Y lo pagó Doña Isabel con algo que debió dolerle mucho más que el destronamiento y las vilezas que de ella dijeron aquéllos a quienes tanto favoreció. Su hijo, que le debía el ser y le debía el trono por su abdicación, le negó obstinadamente el consuelo de volver a la patria en que había nacido. El miedo, hijo del ningún arraigo que en la nación tenía, le impedía dar a su anciana madre el consuelo de vivir a su lado.
He aquí unas cartas con las que cerramos este escrito. La primera respira la nobleza de aquel gran rey que los carlistas veneran con el nombre de Carlos VII.
“Mi querida Isabel: Sé que deseas volver a ver el cielo de la patria, y como conozco tu corazón de española, comprendo lo que sufrirás al verte privada de ir al lado de tu hijo. Yo reino en las hermosas provincias del Norte, que conoces, y mi mayor placer es ofrecértelas para que vengas a vivir aquí, en el punto y manera que mejor te plazcan.
“Si quieres ir a Lequeitio o a Zarauz, donde estuviste en otras épocas, podrás ocupar los mismos palacios que habitaste, pues no creo que en tal caso los marinos de tu hijo continúen bombardeando aquellos puertos, y si lo intentaran, tengo cañones de bastante alcance para que te dejen tranquila. Si prefieres Tolosa, Vergara, Estella, Durango u otro puerto cualquiera de este territorio, todos están a tu disposición y yo me consideraré muy honrado en defenderte y ampararte.
“De todos modos, quiero que sepas que los puertos de España no están cerrados para ti.

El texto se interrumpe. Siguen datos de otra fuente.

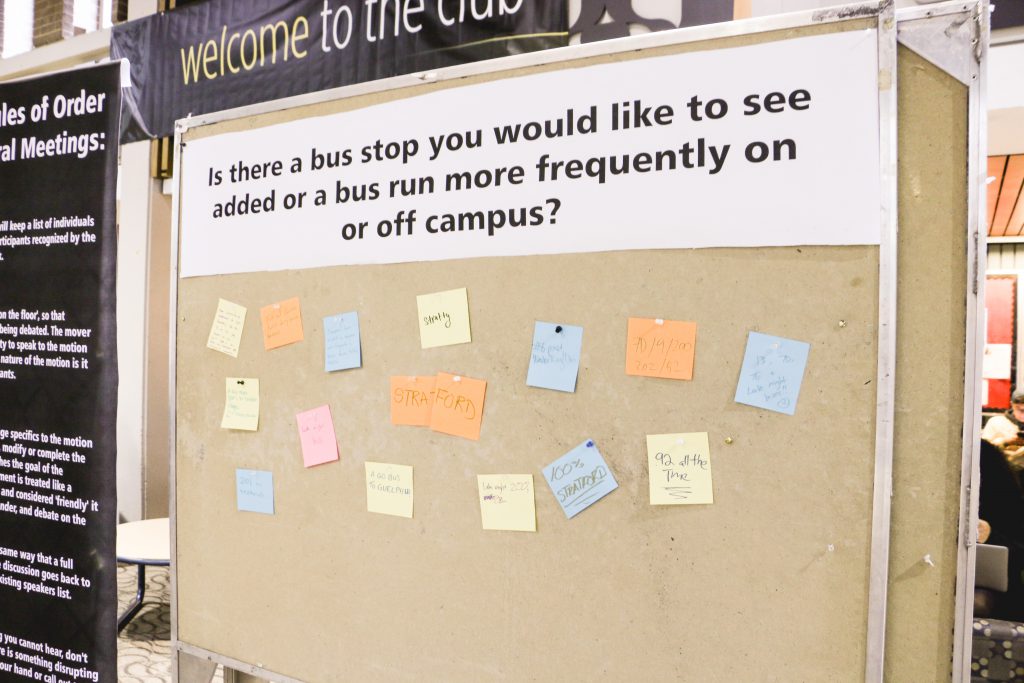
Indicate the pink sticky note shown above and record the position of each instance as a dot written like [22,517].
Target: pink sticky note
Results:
[316,435]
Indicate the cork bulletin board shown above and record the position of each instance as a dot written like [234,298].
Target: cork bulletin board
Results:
[767,583]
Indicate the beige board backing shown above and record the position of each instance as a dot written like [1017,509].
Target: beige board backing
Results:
[930,366]
[769,583]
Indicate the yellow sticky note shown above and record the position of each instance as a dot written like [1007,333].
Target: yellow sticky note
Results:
[242,403]
[412,400]
[660,348]
[443,318]
[282,324]
[225,333]
[679,469]
[458,406]
[507,502]
[389,488]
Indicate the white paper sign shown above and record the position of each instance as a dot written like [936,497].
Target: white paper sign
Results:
[766,144]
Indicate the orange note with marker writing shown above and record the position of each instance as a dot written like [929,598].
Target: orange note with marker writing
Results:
[458,406]
[282,324]
[660,348]
[412,400]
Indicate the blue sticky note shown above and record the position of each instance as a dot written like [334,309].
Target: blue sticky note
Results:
[554,361]
[254,489]
[580,478]
[773,369]
[341,342]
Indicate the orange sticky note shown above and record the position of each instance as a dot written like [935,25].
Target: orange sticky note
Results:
[412,400]
[458,406]
[282,324]
[660,348]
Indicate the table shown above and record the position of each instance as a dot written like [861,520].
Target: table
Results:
[145,543]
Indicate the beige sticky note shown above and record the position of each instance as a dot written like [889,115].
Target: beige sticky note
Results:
[507,502]
[225,333]
[679,469]
[241,403]
[282,324]
[389,488]
[660,348]
[443,317]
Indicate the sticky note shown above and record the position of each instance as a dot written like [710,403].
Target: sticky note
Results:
[507,502]
[316,436]
[458,406]
[282,324]
[772,373]
[389,488]
[679,469]
[254,491]
[412,400]
[341,342]
[554,359]
[225,333]
[443,318]
[241,403]
[580,478]
[660,348]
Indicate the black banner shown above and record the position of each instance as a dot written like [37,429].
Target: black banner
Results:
[58,377]
[220,54]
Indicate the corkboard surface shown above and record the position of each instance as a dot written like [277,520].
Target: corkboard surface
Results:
[769,583]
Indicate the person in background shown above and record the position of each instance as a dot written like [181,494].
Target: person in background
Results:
[1005,431]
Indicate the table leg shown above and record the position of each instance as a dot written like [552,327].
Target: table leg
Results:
[137,604]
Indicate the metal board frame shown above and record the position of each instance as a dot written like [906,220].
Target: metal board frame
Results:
[927,31]
[883,13]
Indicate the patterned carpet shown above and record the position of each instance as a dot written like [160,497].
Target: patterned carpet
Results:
[144,645]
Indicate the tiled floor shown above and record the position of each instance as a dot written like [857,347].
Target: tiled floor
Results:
[144,645]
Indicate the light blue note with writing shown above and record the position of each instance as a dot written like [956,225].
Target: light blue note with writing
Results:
[580,478]
[341,342]
[772,372]
[254,489]
[554,361]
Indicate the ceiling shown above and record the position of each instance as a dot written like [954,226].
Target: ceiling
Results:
[1006,201]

“Te quiere de corazón tu afectísimo primo Carlos.– Tolosa, 25 de mayo de 1875”.
La segunda es de Doña Isabel.
“Gracias infinitas por tu carta, que tan bien revela tus sentimientos. Tus ofertas me han conmovido, y bien sabe Dios cuánto te lo agradezco. ¿Pero qué puedo decirte en las actuales circunstancias? Que hoy no puedo más sino pedir a Dios y a la Virgen que tú y mi hijo os abracéis y que juntos todos vivamos en nuestra amada patria, a la cual deseo pronta paz y tranquilidad.
“Las lágrimas se me caen al pensar que tu noble corazón es el primero que me ofrece asilo en el país donde nací y reiné. Que Dios te pague el consuelo que me das. ¿Quién sabe si tendré que tomar baños de mar y pronto juntos disfrutaremos del sol de nuestra patria?”.